One of the goals of the GAP program is to develop a paradigm or an algorithm that can tell us who’s more likely to develop Alzheimer’s.
In our A-4 study, about 80 percent of the people that we screen will not be eligible for the medication part of the trial. That’s a lot of effort.
ConvergenceRI: One of the concepts introduced by the Brookings Institute report was the development of collaborative research innovation centers that could focus on proof-of-concept work. Is that the kind of public-private venture that would be appealing for your Alzheimer’s work here in Rhode Island?
SALLOWAY: Early proof of concept is an important goal for the field and a new research focus.
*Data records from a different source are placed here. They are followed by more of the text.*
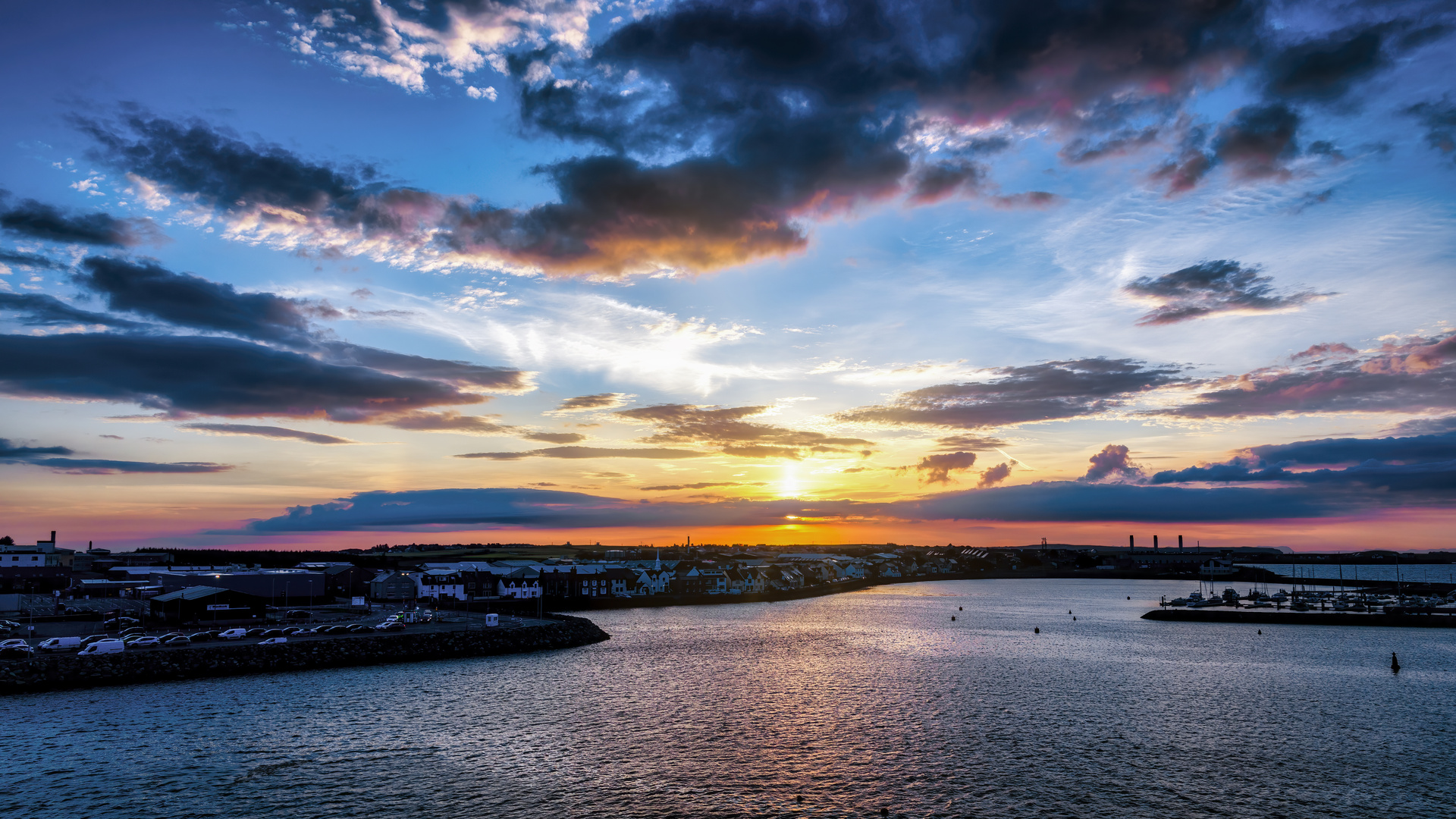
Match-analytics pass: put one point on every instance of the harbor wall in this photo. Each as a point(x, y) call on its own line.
point(55, 672)
point(1304, 618)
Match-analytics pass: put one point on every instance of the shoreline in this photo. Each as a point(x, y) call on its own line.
point(63, 672)
point(661, 601)
point(1305, 618)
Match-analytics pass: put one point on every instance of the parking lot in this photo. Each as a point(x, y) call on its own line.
point(335, 629)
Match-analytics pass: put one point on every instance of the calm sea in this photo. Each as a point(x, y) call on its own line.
point(1408, 573)
point(855, 703)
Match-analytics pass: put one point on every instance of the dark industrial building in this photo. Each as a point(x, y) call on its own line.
point(207, 605)
point(281, 586)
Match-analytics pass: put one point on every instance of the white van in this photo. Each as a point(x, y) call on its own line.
point(108, 646)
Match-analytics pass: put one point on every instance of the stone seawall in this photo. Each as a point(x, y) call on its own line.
point(1302, 618)
point(55, 672)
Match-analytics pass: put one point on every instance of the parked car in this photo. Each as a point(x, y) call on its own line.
point(108, 646)
point(61, 645)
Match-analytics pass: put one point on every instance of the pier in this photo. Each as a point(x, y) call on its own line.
point(1429, 618)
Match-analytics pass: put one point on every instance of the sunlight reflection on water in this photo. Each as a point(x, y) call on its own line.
point(858, 703)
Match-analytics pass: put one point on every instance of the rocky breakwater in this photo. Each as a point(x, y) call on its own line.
point(69, 670)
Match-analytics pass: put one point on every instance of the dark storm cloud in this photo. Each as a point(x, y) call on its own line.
point(579, 452)
point(264, 431)
point(1111, 464)
point(1353, 450)
point(39, 457)
point(446, 422)
point(1321, 352)
point(465, 509)
point(1439, 120)
point(727, 428)
point(1037, 392)
point(599, 401)
point(1439, 477)
point(31, 260)
point(993, 475)
point(215, 376)
point(459, 373)
point(39, 221)
point(937, 468)
point(1424, 426)
point(38, 309)
point(555, 438)
point(194, 302)
point(1258, 142)
point(11, 450)
point(1411, 376)
point(1213, 287)
point(191, 300)
point(102, 466)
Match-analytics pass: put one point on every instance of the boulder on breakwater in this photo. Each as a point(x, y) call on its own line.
point(57, 672)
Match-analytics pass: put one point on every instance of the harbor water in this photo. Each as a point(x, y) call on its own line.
point(1353, 573)
point(837, 706)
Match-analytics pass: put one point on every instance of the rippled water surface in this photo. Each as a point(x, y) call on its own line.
point(855, 703)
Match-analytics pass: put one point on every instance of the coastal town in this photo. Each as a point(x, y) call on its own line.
point(52, 577)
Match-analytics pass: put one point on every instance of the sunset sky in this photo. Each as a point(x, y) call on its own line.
point(291, 276)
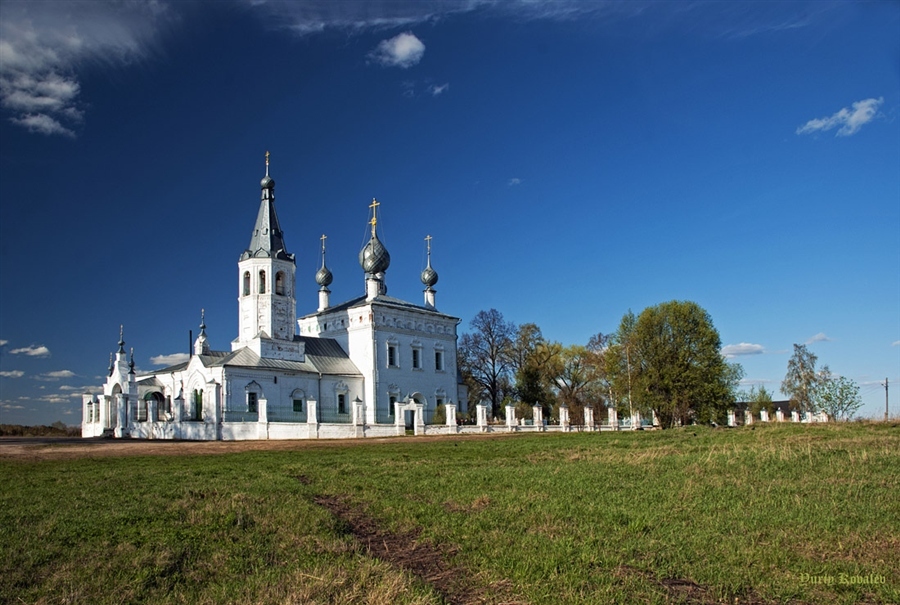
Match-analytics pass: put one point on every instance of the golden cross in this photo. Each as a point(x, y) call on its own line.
point(374, 206)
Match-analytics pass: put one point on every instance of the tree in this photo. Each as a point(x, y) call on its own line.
point(801, 381)
point(838, 397)
point(573, 375)
point(531, 360)
point(758, 400)
point(484, 357)
point(617, 364)
point(673, 364)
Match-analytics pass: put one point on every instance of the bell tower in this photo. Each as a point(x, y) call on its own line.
point(266, 277)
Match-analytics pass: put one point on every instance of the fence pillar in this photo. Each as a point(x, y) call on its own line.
point(450, 411)
point(481, 414)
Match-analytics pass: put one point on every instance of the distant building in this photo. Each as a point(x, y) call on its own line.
point(368, 366)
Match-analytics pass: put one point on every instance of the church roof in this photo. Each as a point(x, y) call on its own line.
point(322, 356)
point(267, 240)
point(380, 300)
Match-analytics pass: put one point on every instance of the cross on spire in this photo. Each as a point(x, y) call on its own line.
point(374, 206)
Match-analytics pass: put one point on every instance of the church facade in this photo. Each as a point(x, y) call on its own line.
point(371, 366)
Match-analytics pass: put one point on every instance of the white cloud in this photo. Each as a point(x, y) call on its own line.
point(54, 399)
point(820, 337)
point(32, 351)
point(312, 16)
point(850, 119)
point(42, 124)
point(403, 50)
point(57, 375)
point(169, 360)
point(44, 44)
point(741, 349)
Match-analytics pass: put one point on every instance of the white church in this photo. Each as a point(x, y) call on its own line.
point(371, 366)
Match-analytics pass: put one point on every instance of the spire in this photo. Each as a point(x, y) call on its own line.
point(201, 345)
point(323, 275)
point(374, 257)
point(429, 278)
point(267, 240)
point(324, 278)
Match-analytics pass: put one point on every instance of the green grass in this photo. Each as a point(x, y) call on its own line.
point(765, 515)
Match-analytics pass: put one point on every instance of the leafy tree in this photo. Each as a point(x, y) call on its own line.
point(673, 363)
point(574, 375)
point(532, 356)
point(758, 400)
point(801, 381)
point(618, 364)
point(484, 357)
point(838, 397)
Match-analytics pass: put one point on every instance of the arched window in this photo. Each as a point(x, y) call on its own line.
point(253, 391)
point(198, 405)
point(297, 400)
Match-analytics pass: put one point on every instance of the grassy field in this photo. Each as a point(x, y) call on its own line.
point(779, 514)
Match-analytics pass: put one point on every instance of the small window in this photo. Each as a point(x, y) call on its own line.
point(392, 356)
point(198, 405)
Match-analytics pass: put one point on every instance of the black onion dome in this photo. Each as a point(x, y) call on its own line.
point(374, 257)
point(324, 277)
point(429, 276)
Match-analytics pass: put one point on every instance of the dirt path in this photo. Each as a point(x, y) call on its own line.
point(67, 448)
point(409, 552)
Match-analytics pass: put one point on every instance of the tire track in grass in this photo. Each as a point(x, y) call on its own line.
point(406, 551)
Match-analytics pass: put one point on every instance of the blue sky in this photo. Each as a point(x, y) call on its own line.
point(572, 161)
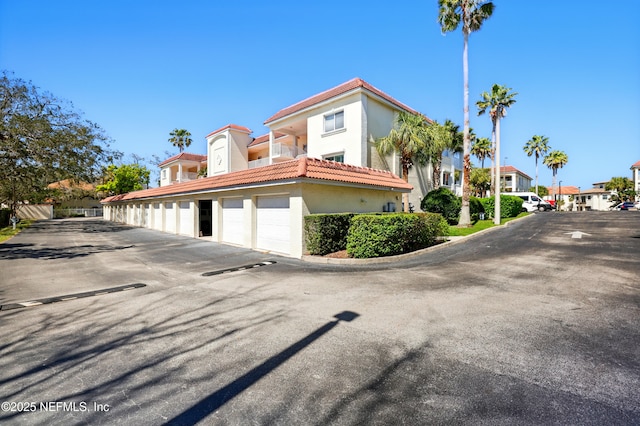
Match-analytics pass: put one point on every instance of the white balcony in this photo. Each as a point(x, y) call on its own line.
point(285, 152)
point(258, 163)
point(280, 152)
point(185, 177)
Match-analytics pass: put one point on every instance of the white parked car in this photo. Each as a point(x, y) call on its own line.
point(531, 202)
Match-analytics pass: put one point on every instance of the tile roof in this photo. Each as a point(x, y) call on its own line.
point(231, 126)
point(304, 167)
point(356, 83)
point(70, 184)
point(184, 156)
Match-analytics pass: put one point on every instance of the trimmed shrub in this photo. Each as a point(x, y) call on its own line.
point(510, 206)
point(373, 235)
point(442, 201)
point(5, 215)
point(326, 233)
point(475, 208)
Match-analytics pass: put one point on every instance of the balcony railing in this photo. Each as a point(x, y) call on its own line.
point(280, 152)
point(258, 163)
point(185, 177)
point(286, 151)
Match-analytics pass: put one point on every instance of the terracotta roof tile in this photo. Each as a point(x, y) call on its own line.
point(350, 85)
point(231, 126)
point(309, 168)
point(184, 156)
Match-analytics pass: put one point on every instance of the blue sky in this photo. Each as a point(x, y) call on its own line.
point(139, 69)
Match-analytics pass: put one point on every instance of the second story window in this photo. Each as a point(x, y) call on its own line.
point(335, 157)
point(334, 121)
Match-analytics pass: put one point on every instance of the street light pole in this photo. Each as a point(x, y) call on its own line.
point(557, 205)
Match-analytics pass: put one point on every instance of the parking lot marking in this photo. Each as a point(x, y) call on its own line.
point(237, 268)
point(68, 297)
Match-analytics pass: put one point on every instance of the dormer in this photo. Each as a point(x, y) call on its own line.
point(227, 149)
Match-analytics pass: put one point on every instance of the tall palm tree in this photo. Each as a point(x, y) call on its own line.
point(538, 146)
point(472, 14)
point(496, 103)
point(481, 149)
point(407, 139)
point(555, 160)
point(180, 138)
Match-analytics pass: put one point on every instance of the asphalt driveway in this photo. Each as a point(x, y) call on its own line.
point(535, 323)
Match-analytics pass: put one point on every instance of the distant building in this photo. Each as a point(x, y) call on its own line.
point(574, 198)
point(514, 180)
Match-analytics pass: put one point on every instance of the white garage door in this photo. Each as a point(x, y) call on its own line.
point(157, 217)
point(232, 221)
point(273, 224)
point(170, 217)
point(185, 219)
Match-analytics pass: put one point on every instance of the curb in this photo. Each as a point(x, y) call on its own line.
point(399, 257)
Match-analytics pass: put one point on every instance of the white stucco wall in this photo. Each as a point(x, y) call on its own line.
point(348, 140)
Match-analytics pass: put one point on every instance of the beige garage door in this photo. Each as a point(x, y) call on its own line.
point(273, 224)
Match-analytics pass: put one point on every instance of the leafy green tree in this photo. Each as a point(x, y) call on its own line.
point(496, 103)
point(472, 14)
point(407, 138)
point(555, 160)
point(441, 137)
point(180, 138)
point(538, 146)
point(623, 187)
point(43, 140)
point(481, 148)
point(480, 181)
point(124, 178)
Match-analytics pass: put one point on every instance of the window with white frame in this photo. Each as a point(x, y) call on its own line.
point(334, 121)
point(335, 157)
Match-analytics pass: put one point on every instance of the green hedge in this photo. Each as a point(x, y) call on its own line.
point(475, 208)
point(5, 215)
point(372, 235)
point(510, 206)
point(442, 201)
point(326, 233)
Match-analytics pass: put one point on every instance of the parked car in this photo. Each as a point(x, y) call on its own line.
point(625, 206)
point(531, 202)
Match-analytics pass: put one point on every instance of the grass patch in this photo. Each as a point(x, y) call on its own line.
point(480, 225)
point(8, 232)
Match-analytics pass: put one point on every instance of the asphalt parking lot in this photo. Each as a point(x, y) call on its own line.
point(534, 323)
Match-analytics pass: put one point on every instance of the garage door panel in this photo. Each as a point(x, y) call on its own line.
point(232, 221)
point(273, 224)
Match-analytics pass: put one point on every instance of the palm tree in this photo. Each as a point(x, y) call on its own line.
point(407, 138)
point(481, 149)
point(472, 13)
point(538, 146)
point(555, 160)
point(496, 103)
point(180, 138)
point(441, 137)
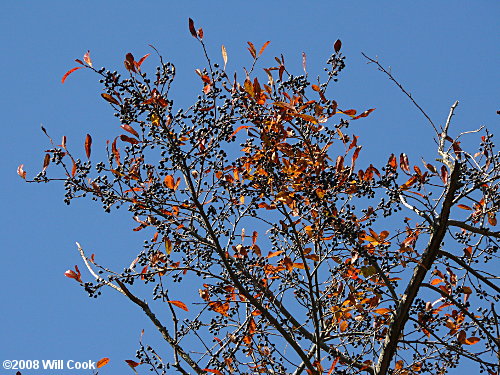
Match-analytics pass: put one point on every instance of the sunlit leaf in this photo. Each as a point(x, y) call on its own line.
point(87, 58)
point(179, 304)
point(88, 145)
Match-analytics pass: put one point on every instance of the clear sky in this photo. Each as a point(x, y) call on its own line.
point(441, 51)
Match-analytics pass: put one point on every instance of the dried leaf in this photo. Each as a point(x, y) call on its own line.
point(168, 246)
point(130, 140)
point(192, 29)
point(87, 58)
point(88, 145)
point(46, 162)
point(444, 175)
point(337, 45)
point(224, 55)
point(130, 129)
point(263, 47)
point(179, 304)
point(403, 163)
point(21, 172)
point(110, 99)
point(252, 50)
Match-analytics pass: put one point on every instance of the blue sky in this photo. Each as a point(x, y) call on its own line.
point(441, 52)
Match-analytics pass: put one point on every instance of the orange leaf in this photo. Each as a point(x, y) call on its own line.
point(224, 55)
point(382, 311)
point(238, 129)
point(110, 99)
point(21, 172)
point(69, 72)
point(87, 58)
point(179, 304)
point(102, 362)
point(472, 340)
point(88, 145)
point(337, 45)
point(130, 129)
point(169, 181)
point(212, 371)
point(192, 30)
point(274, 254)
point(131, 363)
point(264, 47)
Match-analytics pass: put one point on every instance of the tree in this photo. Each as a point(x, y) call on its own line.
point(303, 262)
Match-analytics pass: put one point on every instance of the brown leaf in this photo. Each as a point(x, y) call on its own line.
point(337, 45)
point(130, 140)
point(444, 175)
point(403, 162)
point(102, 362)
point(88, 145)
point(46, 162)
point(263, 47)
point(87, 58)
point(69, 72)
point(179, 304)
point(130, 129)
point(169, 182)
point(252, 50)
point(139, 63)
point(21, 172)
point(131, 363)
point(224, 55)
point(192, 30)
point(110, 99)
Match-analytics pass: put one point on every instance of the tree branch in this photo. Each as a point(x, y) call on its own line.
point(399, 320)
point(470, 228)
point(144, 306)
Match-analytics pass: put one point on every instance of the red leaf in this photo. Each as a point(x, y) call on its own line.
point(403, 162)
point(213, 371)
point(130, 140)
point(69, 72)
point(264, 47)
point(392, 162)
point(349, 112)
point(364, 114)
point(130, 129)
point(444, 175)
point(102, 362)
point(337, 45)
point(88, 145)
point(238, 129)
point(130, 62)
point(21, 172)
point(131, 363)
point(252, 50)
point(192, 30)
point(179, 304)
point(139, 63)
point(110, 99)
point(169, 182)
point(46, 162)
point(87, 58)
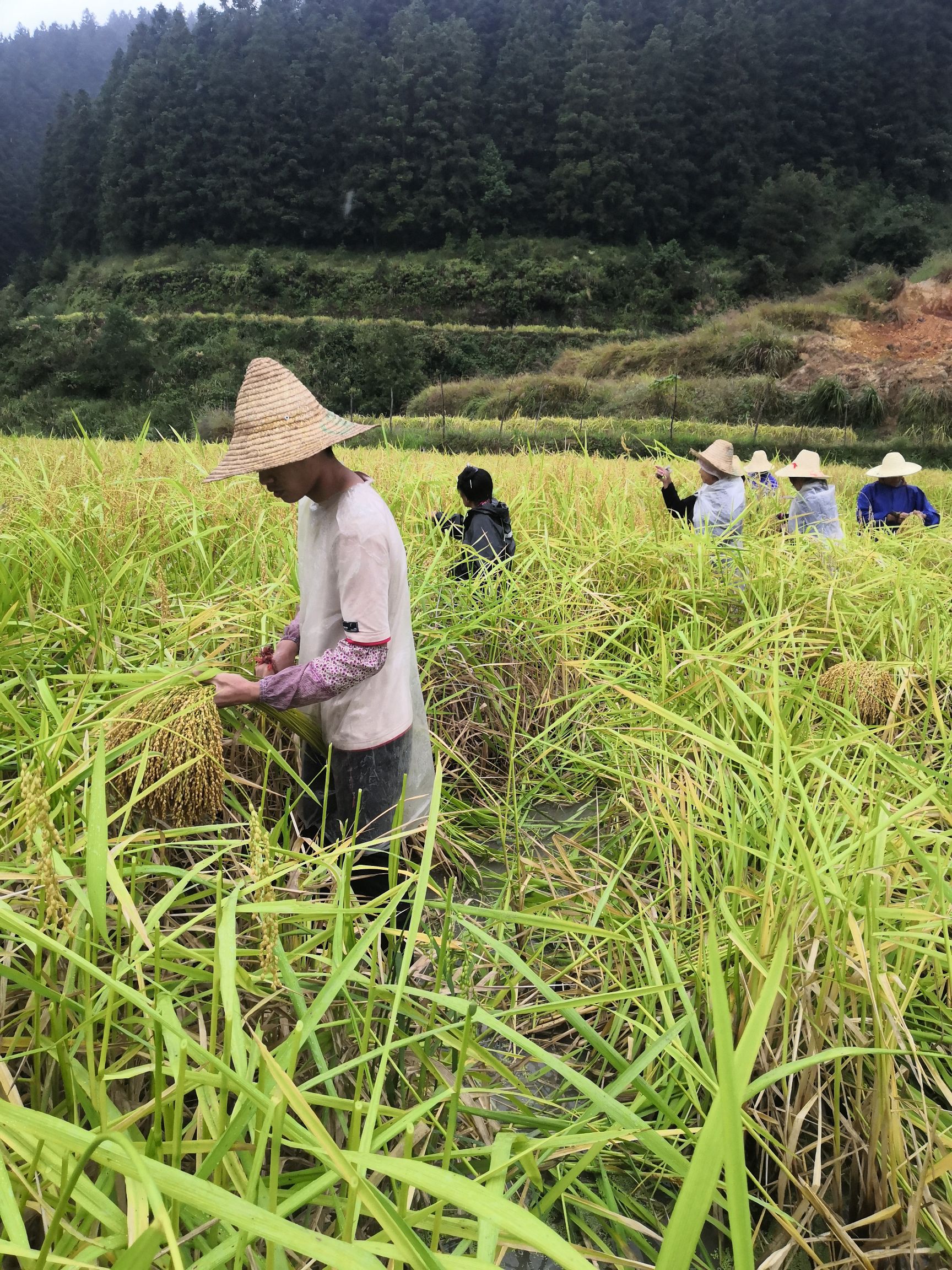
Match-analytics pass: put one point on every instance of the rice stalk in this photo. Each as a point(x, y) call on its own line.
point(42, 836)
point(867, 686)
point(180, 736)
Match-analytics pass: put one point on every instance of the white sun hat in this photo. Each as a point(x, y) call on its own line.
point(759, 462)
point(894, 465)
point(719, 459)
point(807, 465)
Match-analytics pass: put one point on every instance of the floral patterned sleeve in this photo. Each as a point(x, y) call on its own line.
point(334, 672)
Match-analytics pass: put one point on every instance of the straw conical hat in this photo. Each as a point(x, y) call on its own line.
point(807, 465)
point(894, 465)
point(277, 421)
point(720, 456)
point(759, 462)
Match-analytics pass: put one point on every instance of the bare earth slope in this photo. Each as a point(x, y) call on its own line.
point(909, 346)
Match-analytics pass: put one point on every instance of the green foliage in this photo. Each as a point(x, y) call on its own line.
point(926, 413)
point(498, 283)
point(714, 399)
point(863, 296)
point(192, 362)
point(36, 70)
point(410, 123)
point(791, 225)
point(898, 236)
point(867, 408)
point(825, 403)
point(715, 348)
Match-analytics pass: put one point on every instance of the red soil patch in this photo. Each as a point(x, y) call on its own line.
point(911, 343)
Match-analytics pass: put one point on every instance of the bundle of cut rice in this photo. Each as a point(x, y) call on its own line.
point(180, 733)
point(869, 686)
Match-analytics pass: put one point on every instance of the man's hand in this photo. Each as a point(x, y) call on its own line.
point(278, 659)
point(235, 690)
point(285, 654)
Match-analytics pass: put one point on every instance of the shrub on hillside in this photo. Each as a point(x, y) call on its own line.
point(926, 413)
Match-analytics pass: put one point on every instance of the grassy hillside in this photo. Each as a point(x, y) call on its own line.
point(549, 282)
point(177, 366)
point(872, 353)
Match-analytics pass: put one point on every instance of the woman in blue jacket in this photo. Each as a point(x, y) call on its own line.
point(888, 501)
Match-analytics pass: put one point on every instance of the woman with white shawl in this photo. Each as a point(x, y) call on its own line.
point(814, 506)
point(717, 508)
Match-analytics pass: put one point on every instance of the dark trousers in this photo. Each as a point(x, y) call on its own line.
point(372, 778)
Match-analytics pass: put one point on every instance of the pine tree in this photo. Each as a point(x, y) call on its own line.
point(418, 181)
point(522, 103)
point(592, 189)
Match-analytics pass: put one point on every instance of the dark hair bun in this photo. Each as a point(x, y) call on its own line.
point(475, 484)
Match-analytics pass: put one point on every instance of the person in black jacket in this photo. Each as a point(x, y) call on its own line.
point(485, 531)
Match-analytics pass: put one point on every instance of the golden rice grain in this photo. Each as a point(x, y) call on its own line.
point(181, 733)
point(44, 837)
point(867, 685)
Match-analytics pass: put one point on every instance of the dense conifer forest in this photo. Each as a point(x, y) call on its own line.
point(803, 135)
point(36, 69)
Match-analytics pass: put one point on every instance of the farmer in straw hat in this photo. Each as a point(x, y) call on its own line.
point(814, 507)
point(348, 657)
point(759, 474)
point(889, 501)
point(719, 504)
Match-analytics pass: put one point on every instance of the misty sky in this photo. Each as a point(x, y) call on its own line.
point(32, 13)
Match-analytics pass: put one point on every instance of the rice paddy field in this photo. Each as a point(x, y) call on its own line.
point(678, 984)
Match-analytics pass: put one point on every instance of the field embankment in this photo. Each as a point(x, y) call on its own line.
point(874, 354)
point(522, 281)
point(113, 370)
point(723, 983)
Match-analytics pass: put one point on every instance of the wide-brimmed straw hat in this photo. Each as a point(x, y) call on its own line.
point(807, 465)
point(720, 458)
point(277, 421)
point(894, 465)
point(759, 462)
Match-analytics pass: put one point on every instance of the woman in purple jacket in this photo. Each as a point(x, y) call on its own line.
point(888, 501)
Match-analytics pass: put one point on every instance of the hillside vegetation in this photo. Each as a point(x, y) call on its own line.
point(393, 125)
point(495, 283)
point(874, 353)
If the drugs are going to fail, we want them to fail early, better than in later, Phase III trials, after a big investment in capital.
We need to have biomarkers in order to get an early readout. We’re trying to develop those, like in the DIAN study, where one of the main outcomes is a biomarker readout to see if we’re moving our target sufficiently and likely to get clinical benefits.
Proof of concept is extremely important.
ConvergenceRI: What haven’t I asked that I should have asked? Are there other topics that you would like to discuss?
SALLOWAY: One of the things that really amazing, is that in order for the FDA to approve new tracers, what’s required is for people who are terminally ill to agree to have an amyloid scan, is to then donate their brain after they pass away.
So that we can then compare what we saw, pre-mortem, to post-mortem results.
That, to me, is a huge contribution for a terminally ill person and their family to agree to go through that, because it won’t be of any direct benefit to them, other than getting an autopsy report.
That’s the high level of evidence that the FDA requires to approve a new diagnostic test.
I am moved by their altruism. That’s what we are going to need, that spirit of altruism, in order to make progress against Alzheimer’s.